The price target reduction follows Equinix’s updated multi-year annual financial guidance presented at its 2025 Analyst Day. The 4% target price decrease reflects Citi’s revised outlook incorporating several key factors from the company’s presentation. With revenue growth of 5.7% in the last twelve months and a healthy dividend yield of 2.5%, the company shows mixed signals in its fundamental metrics.
Citi cited a faster pace of retail capacity expansion, some moderation in the pace of margin expansion, and higher financing costs from incremental borrowings as the primary drivers behind the adjusted price target.
Despite the lower target, Citi maintained its Buy rating on Equinix stock, pointing to prospects for improved core recurring revenue performance and multi-year margin expansion, even if those improvements are weighted toward the later years.
The firm also noted potential for Equinix to narrow its valuation gap compared to Digital Realty Trust (NYSE:DLR) as another factor supporting the continued Buy recommendation.
In other recent news, Equinix has faced a range of analyst opinions following its recent analyst day.

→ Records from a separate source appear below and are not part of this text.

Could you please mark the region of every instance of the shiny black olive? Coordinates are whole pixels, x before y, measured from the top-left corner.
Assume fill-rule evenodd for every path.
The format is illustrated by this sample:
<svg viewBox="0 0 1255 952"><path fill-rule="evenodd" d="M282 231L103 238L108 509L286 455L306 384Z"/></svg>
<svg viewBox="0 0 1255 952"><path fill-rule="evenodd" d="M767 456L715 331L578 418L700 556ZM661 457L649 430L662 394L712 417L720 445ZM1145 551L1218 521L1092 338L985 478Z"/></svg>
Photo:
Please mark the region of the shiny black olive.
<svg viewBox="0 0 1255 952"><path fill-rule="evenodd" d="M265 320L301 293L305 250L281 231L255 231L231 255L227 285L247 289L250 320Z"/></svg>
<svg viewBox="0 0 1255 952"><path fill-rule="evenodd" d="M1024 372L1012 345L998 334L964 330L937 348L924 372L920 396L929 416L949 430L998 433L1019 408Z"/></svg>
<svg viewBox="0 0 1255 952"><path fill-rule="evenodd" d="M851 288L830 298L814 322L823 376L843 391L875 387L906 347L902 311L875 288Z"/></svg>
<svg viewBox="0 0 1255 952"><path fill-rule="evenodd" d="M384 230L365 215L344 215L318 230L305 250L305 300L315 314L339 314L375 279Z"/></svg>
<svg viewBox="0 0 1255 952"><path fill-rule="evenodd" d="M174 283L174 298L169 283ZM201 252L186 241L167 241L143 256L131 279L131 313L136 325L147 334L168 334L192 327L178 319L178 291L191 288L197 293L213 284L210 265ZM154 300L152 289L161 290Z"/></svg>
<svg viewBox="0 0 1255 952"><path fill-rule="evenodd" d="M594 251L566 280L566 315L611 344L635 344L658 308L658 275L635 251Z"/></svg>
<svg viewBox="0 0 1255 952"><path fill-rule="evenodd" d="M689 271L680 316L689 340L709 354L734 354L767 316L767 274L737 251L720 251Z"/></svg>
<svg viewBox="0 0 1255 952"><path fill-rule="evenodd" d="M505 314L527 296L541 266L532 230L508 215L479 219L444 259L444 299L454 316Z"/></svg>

Citizens JMP maintained its Market Outperform rating with a price target of $1,200, highlighting the company’s projections for significant growth in the artificial intelligence infrastructure market. Meanwhile, CFRA downgraded Equinix from Strong Buy to Buy, reducing its price target to $850 due to uncertainties about data center demand, especially in developing markets. JPMorgan also maintained its Overweight rating with a $935 price target but noted that disappointing financial guidance offset the positive outlook on AI growth potential.
Stifel lowered its price target for Equinix to $1,010, citing the impact of expansion costs and increased borrowing expenses on the company’s adjusted funds from operations growth. KeyBanc Capital Markets maintained a Sector Weight rating, expressing caution over Equinix’s lowered revenue guidance and increased capital spending plans. Despite these varied perspectives, Equinix’s management remains optimistic about long-term growth opportunities, particularly in AI infrastructure. The company has outlined plans to address power challenges and improve operational efficiency through platform optimization and artificial intelligence. However, analysts have noted that significant improvements might not be visible until 2027 and beyond.